DOWNLOAD December 2015 ISSUE PDF
by Jacoba Charles
Millions of tiny pieces of plastic, each less than five millimeters wide, are flowing into San Francisco Bay each day. This minute debris—known as microplastic—is a growing environmental concern for water bodies worldwide as it evades filtration and mimics food consumed by wildlife.
Now, a recent study found that San Francisco Bay has higher concentration of microplastic pollution than the handful of other major U.S. water bodies that have been studied, including the Great Lakes and Chesapeake Bay.
“The levels that we found surprised me,” says Dr. Rebecca Sutton, a senior scientist with the San Francisco Estuary Institute, who headed up the study. “I did expect to find microplastics, but I didn’t expect that our levels would be a lot higher than in other regions.”
The reasons for this likely include high population density and the relative size of the bay, Sutton says.
Microplastic pollution has myriad sources, from tiny beads added to beauty products to the breakdown of larger debris such as plastic bags or Styrofoam. A new California state law will ban the use of cosmetic microbeads starting in 2020, but for now they are still being used in a broad array of products including face wash, toothpaste, and nail polish.

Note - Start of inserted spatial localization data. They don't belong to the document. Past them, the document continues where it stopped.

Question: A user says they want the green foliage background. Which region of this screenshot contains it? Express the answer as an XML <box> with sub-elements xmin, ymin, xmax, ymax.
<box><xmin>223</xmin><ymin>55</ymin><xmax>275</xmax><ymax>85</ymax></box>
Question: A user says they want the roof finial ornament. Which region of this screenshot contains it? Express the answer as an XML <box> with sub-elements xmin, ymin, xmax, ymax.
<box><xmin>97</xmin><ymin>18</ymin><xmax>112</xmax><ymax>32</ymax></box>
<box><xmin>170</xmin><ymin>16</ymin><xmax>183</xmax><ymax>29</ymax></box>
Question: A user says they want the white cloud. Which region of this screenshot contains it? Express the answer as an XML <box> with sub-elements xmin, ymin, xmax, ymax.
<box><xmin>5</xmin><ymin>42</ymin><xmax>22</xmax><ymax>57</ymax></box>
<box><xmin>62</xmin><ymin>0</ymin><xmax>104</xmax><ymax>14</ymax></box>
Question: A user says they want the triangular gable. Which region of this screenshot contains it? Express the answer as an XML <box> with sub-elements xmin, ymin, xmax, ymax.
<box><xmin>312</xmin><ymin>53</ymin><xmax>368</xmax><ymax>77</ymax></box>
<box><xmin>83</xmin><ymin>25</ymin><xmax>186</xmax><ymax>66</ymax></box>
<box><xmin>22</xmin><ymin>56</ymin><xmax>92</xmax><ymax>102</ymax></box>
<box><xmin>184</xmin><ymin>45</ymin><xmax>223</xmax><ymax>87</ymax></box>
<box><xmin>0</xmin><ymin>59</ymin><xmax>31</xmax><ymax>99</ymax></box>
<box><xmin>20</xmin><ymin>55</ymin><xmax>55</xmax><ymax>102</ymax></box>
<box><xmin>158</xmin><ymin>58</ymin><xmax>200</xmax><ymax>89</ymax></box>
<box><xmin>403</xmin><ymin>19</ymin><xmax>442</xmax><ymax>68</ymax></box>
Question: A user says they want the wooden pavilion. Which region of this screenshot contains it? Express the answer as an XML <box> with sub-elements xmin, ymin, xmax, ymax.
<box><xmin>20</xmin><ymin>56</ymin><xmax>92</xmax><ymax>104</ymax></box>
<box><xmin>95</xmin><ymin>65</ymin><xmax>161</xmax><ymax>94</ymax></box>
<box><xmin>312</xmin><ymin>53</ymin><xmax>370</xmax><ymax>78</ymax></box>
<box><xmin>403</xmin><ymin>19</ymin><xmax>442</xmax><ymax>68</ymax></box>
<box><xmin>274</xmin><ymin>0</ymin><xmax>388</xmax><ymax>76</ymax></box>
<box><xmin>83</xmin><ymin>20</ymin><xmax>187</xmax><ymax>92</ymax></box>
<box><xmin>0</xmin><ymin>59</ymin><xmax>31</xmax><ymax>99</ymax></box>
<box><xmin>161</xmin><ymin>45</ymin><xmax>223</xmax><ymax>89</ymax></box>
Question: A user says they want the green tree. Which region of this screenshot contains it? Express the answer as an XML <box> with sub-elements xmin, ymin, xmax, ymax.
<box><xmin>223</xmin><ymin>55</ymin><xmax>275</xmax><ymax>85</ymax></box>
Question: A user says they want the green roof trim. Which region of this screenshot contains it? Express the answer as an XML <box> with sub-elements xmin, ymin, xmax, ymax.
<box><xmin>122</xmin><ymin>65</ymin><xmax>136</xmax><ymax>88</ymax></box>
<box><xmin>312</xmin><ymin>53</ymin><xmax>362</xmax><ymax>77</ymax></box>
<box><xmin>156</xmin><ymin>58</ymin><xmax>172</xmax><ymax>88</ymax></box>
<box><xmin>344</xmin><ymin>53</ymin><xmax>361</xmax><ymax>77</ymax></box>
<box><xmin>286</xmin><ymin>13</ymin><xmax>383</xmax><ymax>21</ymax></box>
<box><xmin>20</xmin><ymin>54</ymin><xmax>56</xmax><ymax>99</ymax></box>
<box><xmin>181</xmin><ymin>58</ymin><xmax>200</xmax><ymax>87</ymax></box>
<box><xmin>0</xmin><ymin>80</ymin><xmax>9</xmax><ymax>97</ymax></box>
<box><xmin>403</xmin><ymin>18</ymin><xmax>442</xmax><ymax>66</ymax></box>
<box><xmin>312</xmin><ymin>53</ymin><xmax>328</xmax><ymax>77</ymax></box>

The study tested water from nine sites in the bay, discharge from eight different wastewater treatment plants, and the stomach contents of nine small fish. Microplastics were found in all samples.

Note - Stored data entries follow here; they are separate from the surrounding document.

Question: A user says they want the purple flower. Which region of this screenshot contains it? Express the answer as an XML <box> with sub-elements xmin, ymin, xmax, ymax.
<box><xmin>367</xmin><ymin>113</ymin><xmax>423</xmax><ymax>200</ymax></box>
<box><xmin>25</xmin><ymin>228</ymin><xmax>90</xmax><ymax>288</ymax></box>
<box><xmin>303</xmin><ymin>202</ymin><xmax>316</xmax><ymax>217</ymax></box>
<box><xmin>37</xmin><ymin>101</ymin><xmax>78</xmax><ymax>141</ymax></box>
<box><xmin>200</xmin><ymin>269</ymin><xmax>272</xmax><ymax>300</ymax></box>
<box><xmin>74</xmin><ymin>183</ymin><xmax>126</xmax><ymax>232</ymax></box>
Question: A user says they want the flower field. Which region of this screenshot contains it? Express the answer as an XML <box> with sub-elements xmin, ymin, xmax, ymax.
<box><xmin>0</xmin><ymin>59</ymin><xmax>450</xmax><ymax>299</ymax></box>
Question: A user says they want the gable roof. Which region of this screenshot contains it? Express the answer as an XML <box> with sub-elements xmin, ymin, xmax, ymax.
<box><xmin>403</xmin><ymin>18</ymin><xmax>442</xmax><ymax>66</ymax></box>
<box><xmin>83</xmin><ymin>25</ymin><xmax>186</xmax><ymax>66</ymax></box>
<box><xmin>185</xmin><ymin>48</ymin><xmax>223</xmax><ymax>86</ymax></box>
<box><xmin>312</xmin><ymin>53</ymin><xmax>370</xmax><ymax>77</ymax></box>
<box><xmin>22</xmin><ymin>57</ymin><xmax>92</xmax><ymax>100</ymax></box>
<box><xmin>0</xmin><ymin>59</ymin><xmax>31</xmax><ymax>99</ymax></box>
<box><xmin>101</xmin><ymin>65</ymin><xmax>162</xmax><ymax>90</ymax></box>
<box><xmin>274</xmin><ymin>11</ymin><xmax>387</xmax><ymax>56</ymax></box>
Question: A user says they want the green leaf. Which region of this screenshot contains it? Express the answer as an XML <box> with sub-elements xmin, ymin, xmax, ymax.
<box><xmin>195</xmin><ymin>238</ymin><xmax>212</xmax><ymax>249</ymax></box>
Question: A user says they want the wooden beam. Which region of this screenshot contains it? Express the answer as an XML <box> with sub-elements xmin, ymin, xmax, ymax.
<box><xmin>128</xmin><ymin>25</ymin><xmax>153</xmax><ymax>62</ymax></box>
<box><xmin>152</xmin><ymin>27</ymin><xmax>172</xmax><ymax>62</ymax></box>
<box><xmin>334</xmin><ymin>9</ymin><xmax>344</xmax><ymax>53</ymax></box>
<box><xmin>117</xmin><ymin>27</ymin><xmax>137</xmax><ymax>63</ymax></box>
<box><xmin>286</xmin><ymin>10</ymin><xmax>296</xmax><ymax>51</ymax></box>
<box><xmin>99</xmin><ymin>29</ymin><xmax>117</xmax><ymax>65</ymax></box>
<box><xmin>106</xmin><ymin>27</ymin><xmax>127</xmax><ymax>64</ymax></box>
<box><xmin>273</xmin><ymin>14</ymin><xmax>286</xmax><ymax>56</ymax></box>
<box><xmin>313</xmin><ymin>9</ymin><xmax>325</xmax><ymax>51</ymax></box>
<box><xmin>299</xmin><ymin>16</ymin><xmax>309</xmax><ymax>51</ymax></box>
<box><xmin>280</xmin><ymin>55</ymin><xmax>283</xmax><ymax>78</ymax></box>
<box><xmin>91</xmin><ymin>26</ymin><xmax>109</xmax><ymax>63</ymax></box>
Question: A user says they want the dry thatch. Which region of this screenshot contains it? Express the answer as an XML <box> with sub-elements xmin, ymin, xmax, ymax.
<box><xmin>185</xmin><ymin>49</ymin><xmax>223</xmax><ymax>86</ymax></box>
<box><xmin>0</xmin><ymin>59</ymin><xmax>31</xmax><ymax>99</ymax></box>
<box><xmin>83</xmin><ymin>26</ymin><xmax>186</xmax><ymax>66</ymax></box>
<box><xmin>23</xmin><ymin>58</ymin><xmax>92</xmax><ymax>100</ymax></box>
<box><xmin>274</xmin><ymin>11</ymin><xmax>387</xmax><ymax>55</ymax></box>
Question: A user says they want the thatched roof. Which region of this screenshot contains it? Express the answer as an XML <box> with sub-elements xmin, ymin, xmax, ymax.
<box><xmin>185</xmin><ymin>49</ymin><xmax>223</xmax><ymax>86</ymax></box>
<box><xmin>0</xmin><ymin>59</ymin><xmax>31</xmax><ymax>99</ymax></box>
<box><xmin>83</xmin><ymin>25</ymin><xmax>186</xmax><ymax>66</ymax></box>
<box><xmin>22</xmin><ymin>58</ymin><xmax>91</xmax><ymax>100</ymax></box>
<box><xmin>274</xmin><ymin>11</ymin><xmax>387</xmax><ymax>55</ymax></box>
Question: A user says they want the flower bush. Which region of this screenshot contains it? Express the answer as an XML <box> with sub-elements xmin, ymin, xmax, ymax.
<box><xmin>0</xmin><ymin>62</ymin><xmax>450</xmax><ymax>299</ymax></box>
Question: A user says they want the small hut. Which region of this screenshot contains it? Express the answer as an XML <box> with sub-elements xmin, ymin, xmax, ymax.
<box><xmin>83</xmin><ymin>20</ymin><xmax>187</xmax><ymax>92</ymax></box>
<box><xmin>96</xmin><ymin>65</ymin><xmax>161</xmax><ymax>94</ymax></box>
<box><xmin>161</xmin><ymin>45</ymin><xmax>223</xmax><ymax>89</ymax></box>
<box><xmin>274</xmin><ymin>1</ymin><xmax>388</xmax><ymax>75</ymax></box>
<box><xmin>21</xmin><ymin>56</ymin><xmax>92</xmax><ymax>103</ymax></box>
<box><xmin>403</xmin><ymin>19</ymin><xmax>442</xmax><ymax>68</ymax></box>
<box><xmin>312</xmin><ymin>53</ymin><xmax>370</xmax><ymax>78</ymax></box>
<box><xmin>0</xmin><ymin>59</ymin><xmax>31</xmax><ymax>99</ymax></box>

“We were shocked by the results,” says Karin North, Watershed Protection Manager at City of Palo Alto, which operates one of the treatment plants sampled in the study. “We have one of the more sophisticated plants in the Bay Area and it’s disheartening that we can’t remove it.”

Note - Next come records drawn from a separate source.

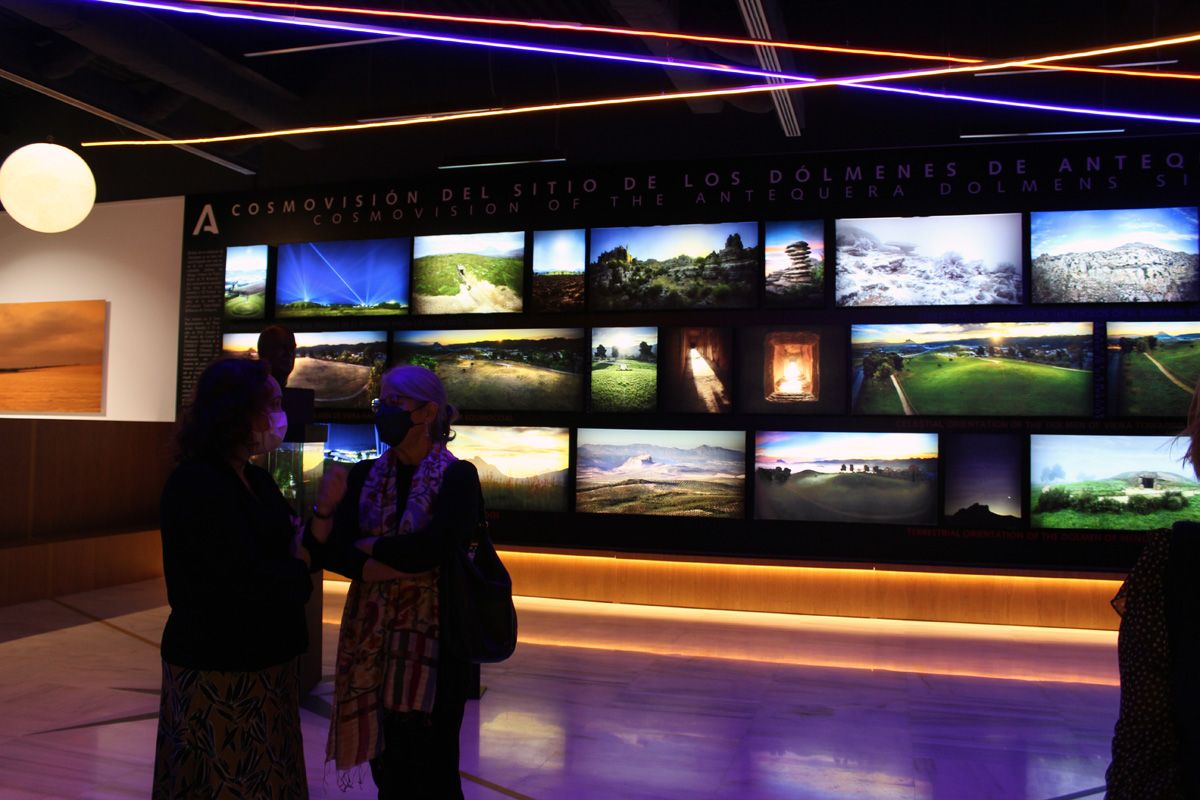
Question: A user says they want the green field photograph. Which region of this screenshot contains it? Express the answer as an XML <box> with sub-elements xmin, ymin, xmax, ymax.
<box><xmin>1030</xmin><ymin>434</ymin><xmax>1200</xmax><ymax>530</ymax></box>
<box><xmin>1106</xmin><ymin>321</ymin><xmax>1200</xmax><ymax>419</ymax></box>
<box><xmin>413</xmin><ymin>230</ymin><xmax>524</xmax><ymax>314</ymax></box>
<box><xmin>392</xmin><ymin>327</ymin><xmax>587</xmax><ymax>411</ymax></box>
<box><xmin>851</xmin><ymin>323</ymin><xmax>1093</xmax><ymax>416</ymax></box>
<box><xmin>754</xmin><ymin>431</ymin><xmax>937</xmax><ymax>525</ymax></box>
<box><xmin>590</xmin><ymin>327</ymin><xmax>659</xmax><ymax>411</ymax></box>
<box><xmin>222</xmin><ymin>331</ymin><xmax>388</xmax><ymax>410</ymax></box>
<box><xmin>575</xmin><ymin>428</ymin><xmax>745</xmax><ymax>519</ymax></box>
<box><xmin>224</xmin><ymin>245</ymin><xmax>270</xmax><ymax>320</ymax></box>
<box><xmin>450</xmin><ymin>425</ymin><xmax>571</xmax><ymax>511</ymax></box>
<box><xmin>588</xmin><ymin>222</ymin><xmax>762</xmax><ymax>311</ymax></box>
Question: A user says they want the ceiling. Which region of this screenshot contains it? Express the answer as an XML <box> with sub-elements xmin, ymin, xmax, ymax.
<box><xmin>0</xmin><ymin>0</ymin><xmax>1200</xmax><ymax>200</ymax></box>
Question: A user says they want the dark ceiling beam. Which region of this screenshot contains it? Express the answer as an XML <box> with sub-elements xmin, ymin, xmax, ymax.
<box><xmin>4</xmin><ymin>0</ymin><xmax>320</xmax><ymax>150</ymax></box>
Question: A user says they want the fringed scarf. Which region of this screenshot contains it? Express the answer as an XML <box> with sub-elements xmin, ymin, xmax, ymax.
<box><xmin>325</xmin><ymin>444</ymin><xmax>457</xmax><ymax>783</ymax></box>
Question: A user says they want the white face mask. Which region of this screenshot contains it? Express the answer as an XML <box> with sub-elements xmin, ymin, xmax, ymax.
<box><xmin>250</xmin><ymin>411</ymin><xmax>288</xmax><ymax>456</ymax></box>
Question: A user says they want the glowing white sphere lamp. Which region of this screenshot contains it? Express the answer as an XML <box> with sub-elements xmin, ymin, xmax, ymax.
<box><xmin>0</xmin><ymin>143</ymin><xmax>96</xmax><ymax>234</ymax></box>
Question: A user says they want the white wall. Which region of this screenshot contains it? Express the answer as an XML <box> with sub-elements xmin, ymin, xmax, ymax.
<box><xmin>0</xmin><ymin>197</ymin><xmax>184</xmax><ymax>422</ymax></box>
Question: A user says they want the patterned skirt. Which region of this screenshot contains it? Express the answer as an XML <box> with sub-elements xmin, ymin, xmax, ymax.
<box><xmin>152</xmin><ymin>661</ymin><xmax>308</xmax><ymax>800</ymax></box>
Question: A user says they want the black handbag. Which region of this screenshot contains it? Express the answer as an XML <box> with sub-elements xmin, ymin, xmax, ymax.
<box><xmin>443</xmin><ymin>494</ymin><xmax>517</xmax><ymax>663</ymax></box>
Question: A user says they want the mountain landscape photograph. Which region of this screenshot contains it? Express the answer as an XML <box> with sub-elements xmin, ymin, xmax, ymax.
<box><xmin>1030</xmin><ymin>434</ymin><xmax>1200</xmax><ymax>530</ymax></box>
<box><xmin>834</xmin><ymin>213</ymin><xmax>1022</xmax><ymax>306</ymax></box>
<box><xmin>1030</xmin><ymin>206</ymin><xmax>1200</xmax><ymax>303</ymax></box>
<box><xmin>450</xmin><ymin>425</ymin><xmax>571</xmax><ymax>511</ymax></box>
<box><xmin>575</xmin><ymin>428</ymin><xmax>745</xmax><ymax>519</ymax></box>
<box><xmin>1105</xmin><ymin>321</ymin><xmax>1200</xmax><ymax>419</ymax></box>
<box><xmin>392</xmin><ymin>327</ymin><xmax>587</xmax><ymax>411</ymax></box>
<box><xmin>754</xmin><ymin>431</ymin><xmax>937</xmax><ymax>525</ymax></box>
<box><xmin>851</xmin><ymin>323</ymin><xmax>1093</xmax><ymax>416</ymax></box>
<box><xmin>588</xmin><ymin>222</ymin><xmax>762</xmax><ymax>311</ymax></box>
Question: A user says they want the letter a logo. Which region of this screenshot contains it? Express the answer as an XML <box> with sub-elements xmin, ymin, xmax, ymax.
<box><xmin>192</xmin><ymin>203</ymin><xmax>221</xmax><ymax>236</ymax></box>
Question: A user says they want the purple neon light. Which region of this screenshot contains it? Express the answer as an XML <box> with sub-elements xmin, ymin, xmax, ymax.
<box><xmin>82</xmin><ymin>0</ymin><xmax>1200</xmax><ymax>125</ymax></box>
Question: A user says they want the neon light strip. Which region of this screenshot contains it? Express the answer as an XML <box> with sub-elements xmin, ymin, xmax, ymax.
<box><xmin>166</xmin><ymin>0</ymin><xmax>980</xmax><ymax>64</ymax></box>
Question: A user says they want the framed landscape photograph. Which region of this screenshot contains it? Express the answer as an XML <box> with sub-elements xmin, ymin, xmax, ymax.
<box><xmin>754</xmin><ymin>431</ymin><xmax>937</xmax><ymax>525</ymax></box>
<box><xmin>588</xmin><ymin>222</ymin><xmax>762</xmax><ymax>311</ymax></box>
<box><xmin>1030</xmin><ymin>434</ymin><xmax>1200</xmax><ymax>530</ymax></box>
<box><xmin>529</xmin><ymin>228</ymin><xmax>588</xmax><ymax>312</ymax></box>
<box><xmin>1030</xmin><ymin>206</ymin><xmax>1200</xmax><ymax>303</ymax></box>
<box><xmin>834</xmin><ymin>213</ymin><xmax>1022</xmax><ymax>306</ymax></box>
<box><xmin>0</xmin><ymin>300</ymin><xmax>108</xmax><ymax>414</ymax></box>
<box><xmin>224</xmin><ymin>245</ymin><xmax>271</xmax><ymax>320</ymax></box>
<box><xmin>1105</xmin><ymin>321</ymin><xmax>1200</xmax><ymax>419</ymax></box>
<box><xmin>275</xmin><ymin>237</ymin><xmax>412</xmax><ymax>318</ymax></box>
<box><xmin>413</xmin><ymin>230</ymin><xmax>524</xmax><ymax>314</ymax></box>
<box><xmin>851</xmin><ymin>323</ymin><xmax>1093</xmax><ymax>416</ymax></box>
<box><xmin>392</xmin><ymin>327</ymin><xmax>588</xmax><ymax>411</ymax></box>
<box><xmin>575</xmin><ymin>428</ymin><xmax>745</xmax><ymax>519</ymax></box>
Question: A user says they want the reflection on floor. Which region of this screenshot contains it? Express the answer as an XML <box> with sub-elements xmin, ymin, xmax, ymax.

But retrofitting treatment plants to provide microfiltration or reverse osmosis that would successfully remove microplastics from the waste stream would be prohibitively expensive.
“Upgrading the plants would cost taxpayers billions—multiple billions—of dollars,” North says.
Fibers were the single largest type of microplastic found in the treatment plant discharge. These are often created by laundering synthetic fabrics such as polyester or acrylic, among other sources, North said. The tiny, fine hairs break off, get flushed into the treatment plant, and are so small that they slip straight through the filters and into the bay.
“We already had microbeads on the radar. But the fiber aspect is something new,” North says. “They are so tiny that you can barely see them with the naked eye.”
Microplastics of all sorts are worrying because wildlife and other creatures can mistake the tiny particles for food; one study found that corals were starving due to microplastics consumption.
Additionally, microplastics have been found to preferentially absorb toxic pollutants such as pesticides, dioxins, flame retardants, and PCBs, Sutton said. She added that it is also possible that some of those contaminants could move up the food chain.
“Because they float, they tend to collect other chemical pollutants in the water,” says Andria Ventura with the nonprofit group Clean Water Action. “Those molecules actually glom onto the plastic so they become little poison pills.”
Ultimately, the only way to keep microplastics out of waterways is to stop them from entering the waste stream in the first place, North says. While some sources, such as microbeads, can be managed through legislation, it would remain up to consumers to avoid others—such as polar fleece, plastic bags, or take-out containers.
“This is not waste that can be broken down. If you can remove it at the source it’s always better than if you try to clean it up at the treatment plant,” says North. “It’s like going back to being a tree hugger—wearing natural fibers and not using plastics. That really is the message.”